Tung Yin has some pointed observations comparing the flap over Dusty Baker’s recent comments on white people and the heat to the brouhaha in Toronto over the relative lack of black players on the Blue Jays (well, other than the team’s best-paid players, that is). I haven’t commented here yet on the Dusty Baker thing, which has been good for some entertaining synthetic outrage around the media and the net. I mean, seriously, do you think anyone was genuinely hurt or offended by his comments? And I’ve got a little bit of perverse admiration for Baker for not backing away from comments he obviously believes.
Just the same, the episode is a good reminder of why one shouldn’t reach for a racial generalization unless it’s absolutely necessary, and I’d agree that Major League Baseball would be wise to reprimand Baker publicly, to preserve the principle that such comments should generally not be made.
What interested me more is this: Baker started talking about white people handling the heat poorly as a way of explaining a bad start by Shawn Estes in early July. But if Baker believes that Estes doesn’t handle the heat well, why didn’t he say that? He’s managed Estes for most of his career, after all, so he should know. And if Estes doesn’t have a particular problem with pitching in the heat, why even raise the issue?
Now, I didn’t have time to do a larger study of white ballplayers’ patterns or track down game-by-game results even for Estes, but one thing we can easily look at: Shawn Estes’ record in the hot weather months. How has Estes done?

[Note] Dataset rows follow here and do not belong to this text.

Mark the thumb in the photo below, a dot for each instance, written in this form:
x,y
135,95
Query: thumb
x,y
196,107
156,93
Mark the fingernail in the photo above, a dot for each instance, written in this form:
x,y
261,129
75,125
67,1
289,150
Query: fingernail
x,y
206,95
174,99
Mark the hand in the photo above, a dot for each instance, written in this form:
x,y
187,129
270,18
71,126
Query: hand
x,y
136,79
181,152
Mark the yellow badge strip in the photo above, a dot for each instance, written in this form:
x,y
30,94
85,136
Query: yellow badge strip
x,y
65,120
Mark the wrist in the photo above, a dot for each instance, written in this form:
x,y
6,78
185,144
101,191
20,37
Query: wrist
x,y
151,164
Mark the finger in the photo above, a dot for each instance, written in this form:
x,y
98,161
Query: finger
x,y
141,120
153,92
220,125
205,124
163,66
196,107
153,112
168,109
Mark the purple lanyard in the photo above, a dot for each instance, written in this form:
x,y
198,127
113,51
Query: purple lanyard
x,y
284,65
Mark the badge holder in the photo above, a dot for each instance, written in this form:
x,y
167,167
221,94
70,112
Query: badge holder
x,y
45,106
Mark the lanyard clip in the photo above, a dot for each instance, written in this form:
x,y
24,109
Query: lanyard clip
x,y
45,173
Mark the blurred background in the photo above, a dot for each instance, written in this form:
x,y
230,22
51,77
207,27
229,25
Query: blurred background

I checked the 2000-2002 period for a sample, and at first glance the answer is mixed: Estes’ ERAs in that period were 4.22 in April, 3.13 in May, 3.76 in June, 4.72 in July, 5.38 in August, and 6.02 in September/October. That could be a pitcher who has trouble with hot weather, but it looks a lot more like a guy who just plain wears down as the season goes on — how else do you explain a September/October ERA 60% higher than his June ERA, or his 3.64 ERA before July 1 compared to 5.34 for the rest of the year? I’d say the switch that flips on July 1 every year without fail probably has more to do with cumulative fatigue than with heat, no? In fact, I strongly suspect that Estes has one of the most pronounced tendencies to collapse in the second half of any major league player. It’s certainly well-known to those who have followed his career.
Which makes you wonder why Dusty instead chose to attribute Estes’ struggles to his race instead of his annual pattern. Was Dusty trying to somehow challenge Estes’ toughness, or maybe convince him that his problem is with heat rather than fatigue? That assumes that Baker thought in advance about what he was saying. Or, assuming that Baker didn’t deliberately set out to plant his foot in his mouth, maybe he was just in denial, trying to avoid the obvious fact that his pitcher’s struggles will only get worse as the season wears on.